Nearly six months had passed from the time Louis had been captured to the day the case had been called. It had taken another week to select the jury, with each side questioning, challenging, selecting the veniremen, throwing out those who might lean the wrong way, according to an arcane set of rules, which had as little to do with the desire to see justice triumph as the choosing of a team lineup had with the desire of a coach to see a good game. Winning counted, nothing else.

So there they sat, twelve citizens of Fun City, nine men, three women, a little whiter than a stratified random sample of New Yorkers, but reasonably representative. Some were pissed off at missing work, but most were mildly excited to be doing in reality-so they naively supposed-what they had read about in high-school civics texts, and seen represented on television shows. None of them were lawyers; none of them had ever been on a jury before.

Karp did look at Sussman. The defense attorney was arranging papers from his briefcase precisely, like a fortune-teller setting out the Tarot deck. A clean yellow legal pad and sharpened pencils were on the long table in front of him. He observed Karp staring at him and nodded pleasantly. Karp nodded back. They were gentlemen about their serious work. Conlin was right; it was a long way from Bensonhurst for Lennie, a long way from Calcutta for Karp.

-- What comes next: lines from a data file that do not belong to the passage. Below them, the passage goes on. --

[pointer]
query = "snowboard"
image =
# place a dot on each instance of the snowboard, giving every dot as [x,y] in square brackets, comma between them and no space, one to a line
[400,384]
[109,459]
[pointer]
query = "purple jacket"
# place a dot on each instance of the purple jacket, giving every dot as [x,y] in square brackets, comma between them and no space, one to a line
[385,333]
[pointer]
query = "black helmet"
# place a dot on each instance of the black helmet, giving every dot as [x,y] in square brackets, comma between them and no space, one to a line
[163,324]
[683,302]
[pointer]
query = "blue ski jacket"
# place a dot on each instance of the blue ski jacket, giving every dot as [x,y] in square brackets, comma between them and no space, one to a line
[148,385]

At 9:05, Judge Frederick Braker entered the courtroom. He was sixty-eight, frail and bent with scoliosis under the shelter of his black robes. His eyes were bright blue, his nose long and sharp, his forehead domed and running back into close-cropped silvery hair. He still had-as he would say himself, if you asked him-all his marbles.

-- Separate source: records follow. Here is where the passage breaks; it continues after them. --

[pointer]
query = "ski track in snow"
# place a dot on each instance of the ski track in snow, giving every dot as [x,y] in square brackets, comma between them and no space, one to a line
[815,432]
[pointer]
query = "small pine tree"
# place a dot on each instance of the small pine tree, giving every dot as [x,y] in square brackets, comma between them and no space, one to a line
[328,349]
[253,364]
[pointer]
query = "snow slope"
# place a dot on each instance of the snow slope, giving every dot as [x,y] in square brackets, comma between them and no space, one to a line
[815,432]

All rose. All sat. Braker discussed some details of the court calendar with the lawyers, and then two guards escorted Mandeville Louis into the courtroom and delivered him to the chair next to Sussman’s. Karp was startled by the change in Louis’s demeanor. He was clearly distraught. He kept removing and replacing his glasses and plucking at his yellow jumpsuit. He swept his head from side to side rapidly, as if searching the room for an enemy. His eyes were bulging, and every few seconds his tongue would protrude for a long, unnatural swipe at his lips.